|M.Sc Student||Mizrahi Nadav|
|Subject||Color-Space Classification Using Fuzzy Clustering Algorithms|
|Department||Department of Biomedical Engineering||Supervisor||Professor Emeritus Isak Gath|
|Full Thesis text - in Hebrew|
Human skin detection in color images plays an important role in various applications. This task is challenging due to the complexity of color compositions, lighting conditions and the difficulty of modeling skin features in a way that would match human interpretation. In the present research, a new improved skin detector is constructed, by incorporating information derived from applying fuzzy clustering techniques to the feature space based on the Fuzzy K-means algorithm.
The selected color space is composed of the 2 chrominance components [a,b] of the perceptually isotropic CIELab color space.
In the fuzzy k-means clustering algorithm, a correct estimation of the number of clusters and initial conditions is crucial for capturing the intrinsic structures of the feature space. To this aim, an algorithm designed to find the dominant modes of the feature space is presented. A feature space histogram is constructed in order to estimate the space density function. A pointer list - matching each bin with its local maximum is iteratively modified by simple and efficient tools until convergence is reached. This algorithm is computationally efficient and shows very good results.
The clustering carried out with a Euclidian distance fails to capture the true nature of the feature space. Also the cluster centroids are usually located close to a space mode. Hence, a “Valley metric” that detects space structures by focusing on "valleys" in the feature space is defined.
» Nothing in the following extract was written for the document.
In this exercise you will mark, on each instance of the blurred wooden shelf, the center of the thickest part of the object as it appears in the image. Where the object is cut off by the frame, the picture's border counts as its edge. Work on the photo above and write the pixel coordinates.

These valleys are low density areas between space modes. They define the guidelines for the classification process, by checking if data vectors are positioned across a valley, with respect to a cluster centorid. Cluster assignment map obtained using the valley metric comply with feature space structures better then a map obtained using a Euclidian distance.
A simple skin detector is constructed, using a parametric threshold, with respect to the skin color model, derived from a large labeled image bank. “Suspected” skin clusters in the feature space are identified, using the cluster assignment map derived during the classification process. Thus, an improved skin detector is constructed by applying the threshold to “suspected” skin clusters only. Doing that, an adjustment of the general skin model is made towards the skin composition of a specific image. This detector shows improved results.
Clustering methods developed in the present research are general in the sense that they consider general feature spaces, unlimited in their dimensions and structure and are thus useful in numerous applications.